= RAM press =

Machine used press clay into molded shapes

A RAM press (or ram press) is a machine, invented in the USA in the mid-1940s, that is used to press clay into moulded shapes, such as plates and bowls. In operation a slice of de-aired clay body is placed in between two shaped porous moulds, and vertical movement of the moulds presses the body into the required shape.

==History==
The RAM process was devised around 1945 by the ceramics engineers Andrew Reif Blackburn and Richard E. Steele. The first RAM Press was made by Harold Dawson in Columbus, Ohio.
Blackburn and Steele sold their company to the Wallace Murray Corp. RAM Products Inc. of Columbus, Ohio was set up in 1979 and now manufactures the RAM press, as do other companies. In 1986, RAM Products introduced the 15-ton cub press for use by studio potters.

==Principle of operation==

In operation a slice of de-aired clay body is placed in between two shaped porous moulds or dies, and vertical movement of the moulds presses the body into the required shape.

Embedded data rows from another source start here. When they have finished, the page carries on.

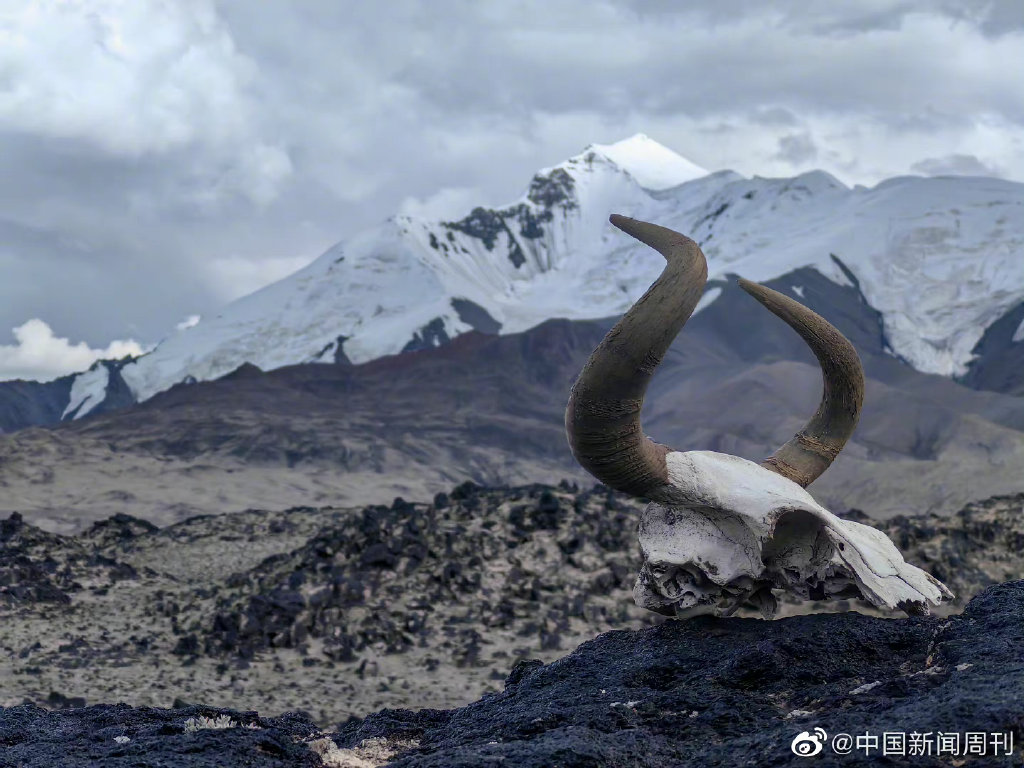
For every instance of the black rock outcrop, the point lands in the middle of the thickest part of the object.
(705, 692)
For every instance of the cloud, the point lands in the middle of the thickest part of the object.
(190, 322)
(133, 79)
(449, 204)
(161, 158)
(953, 165)
(797, 148)
(238, 275)
(39, 354)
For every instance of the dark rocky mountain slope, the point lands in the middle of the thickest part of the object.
(489, 409)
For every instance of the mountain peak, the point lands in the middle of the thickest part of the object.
(651, 164)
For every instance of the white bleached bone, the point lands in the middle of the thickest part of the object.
(736, 530)
(722, 531)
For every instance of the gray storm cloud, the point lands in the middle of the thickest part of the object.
(161, 159)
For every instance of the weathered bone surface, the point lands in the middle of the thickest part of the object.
(737, 530)
(722, 531)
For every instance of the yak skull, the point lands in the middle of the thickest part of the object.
(722, 531)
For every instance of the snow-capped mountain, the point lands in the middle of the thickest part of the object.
(942, 260)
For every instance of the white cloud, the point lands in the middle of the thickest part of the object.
(39, 354)
(141, 78)
(238, 275)
(190, 322)
(448, 204)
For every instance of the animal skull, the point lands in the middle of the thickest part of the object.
(722, 531)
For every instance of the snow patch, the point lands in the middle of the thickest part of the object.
(652, 165)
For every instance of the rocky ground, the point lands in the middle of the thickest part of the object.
(704, 692)
(338, 612)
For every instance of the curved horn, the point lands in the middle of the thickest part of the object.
(602, 420)
(810, 452)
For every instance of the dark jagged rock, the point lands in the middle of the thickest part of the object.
(120, 735)
(343, 611)
(736, 691)
(704, 692)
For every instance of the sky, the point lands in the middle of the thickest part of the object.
(161, 158)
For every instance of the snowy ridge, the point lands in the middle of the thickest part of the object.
(940, 258)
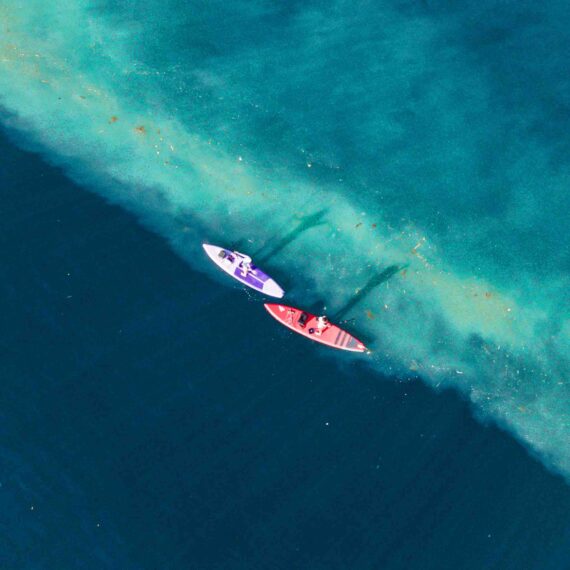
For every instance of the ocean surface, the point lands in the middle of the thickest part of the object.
(402, 165)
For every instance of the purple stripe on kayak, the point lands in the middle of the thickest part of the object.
(337, 336)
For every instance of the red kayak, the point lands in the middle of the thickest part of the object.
(314, 327)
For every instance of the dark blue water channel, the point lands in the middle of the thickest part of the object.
(151, 418)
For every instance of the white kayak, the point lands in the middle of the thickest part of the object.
(232, 262)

Pressing causes some water to be forced out of the clay body into the porous die, which stiffens the clay body allowing it to retain its shape. The dies used for RAM pressing are porous and have embedded air channels which allow pressurized air to be forced through the permeable die material to separate the pressed ceramic ware from the die. After pressing, air is forced through the bottom die as the press is opened. This causes the part to be released from the bottom die while adhering to the top die. Once the die is fully open, air is forced through the top die which releases the part onto a tray or into the operator’s hands. Dies are typically made from high strength gypsum cement, but may also be made from porous ceramic.

==Other uses==

The phrase ram press (in lower case) commonly means the same thing; it is simply used for machines that press items by a mechanical ram, such as with a plunger, piston, force pump, or hydraulic ram.